With the Cardinals, Reds and Pirates surging, it appears that even Milwaukee’s strong hitting may not be enough to make a playoff run.

Sure, the above Brewers players are hitting for high averages, but it’s been tough for the team to score runs consistently. Milwaukee ranks 22nd in the majors in runs scored, proving that team total batting average does not automatically lead to scoring runs.

It’s all about timely hitting. A team like the Brewers can be effective in putting guys on base, but this game relies on driving those runners in to score runs. That’s been the Brewers' main issue.
Carlos Gomez
Photo by Steve Paluch, used under creative commons license.

Now is the time for the Brewers to capitalize on their hot hitting. They must be able to drive runs home to keep the team in the game. If not, the team may fall even further out of contention.

Milwaukee has received a spark from its two young guns: Segura and Gomez. Segura, who is in his first full season of action, is second only to Joey Votto in batting average. He’s hit some home runs and stolen some bases to really make him a complete threat.

Gomez is fifth in the NL in average, and he’s finally showing the potential that once made him a highly regarded prospect.

While it’s great that these two youngsters are carrying the Brewers offense, how long can that last? They’ve made the adjustments so far, but when pitchers start to figure them out, can they continue this torrid pace?

Even with the lack of runs being scored, it’s not like the pitching staff has helped much this season.
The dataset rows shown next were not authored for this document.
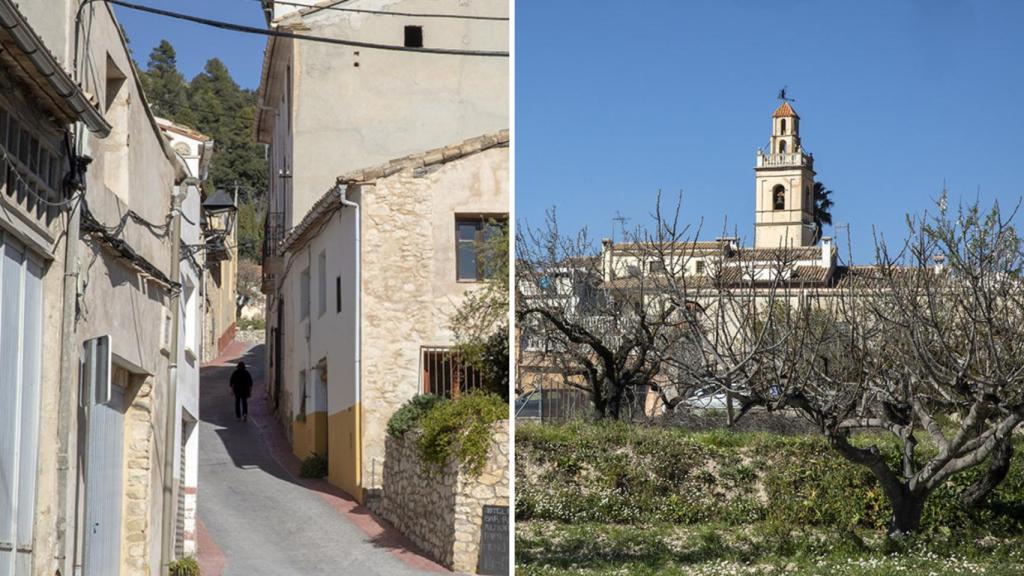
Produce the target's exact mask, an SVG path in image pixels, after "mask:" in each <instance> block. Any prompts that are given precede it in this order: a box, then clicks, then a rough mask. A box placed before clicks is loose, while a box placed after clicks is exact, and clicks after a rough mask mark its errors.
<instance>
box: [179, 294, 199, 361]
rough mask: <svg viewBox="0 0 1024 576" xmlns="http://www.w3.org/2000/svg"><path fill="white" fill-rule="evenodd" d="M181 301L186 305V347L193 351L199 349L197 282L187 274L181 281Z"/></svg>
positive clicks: (183, 303)
mask: <svg viewBox="0 0 1024 576" xmlns="http://www.w3.org/2000/svg"><path fill="white" fill-rule="evenodd" d="M181 295H182V298H181V302H182V306H183V307H184V324H185V326H184V329H185V347H186V348H188V349H189V351H191V352H194V353H195V352H196V351H197V349H199V346H198V345H196V310H195V307H194V306H195V305H196V284H195V283H194V282H193V280H191V278H189V277H187V276H185V277H184V280H183V282H182V283H181Z"/></svg>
Kyle Lohse, who signed a three-year $33 million contract, is off to a 1-5 start, and ace Yovani Gallardo, fresh off a DUI arrest in April, has been inconsistent.

The other three starters -- Marco Estrada, Wily Peralta and Hiram Burgos -- all have ERAs above 4.50, with Peralta and Burgos over 6.00.

And when the pitcher with the worst ERA on the team is the closer, that’s a problem. John Axford was so bad to start the season that he again lost his closer’s role, which has seemed like a reoccurring theme the past few seasons.

So the team’s poor pitching coupled with a lack of timely hitting have landed the Brewers near the bottom of the division. They can at least thank the Chicago Cubs for occupying the cellar, though only a game separates the race for last place.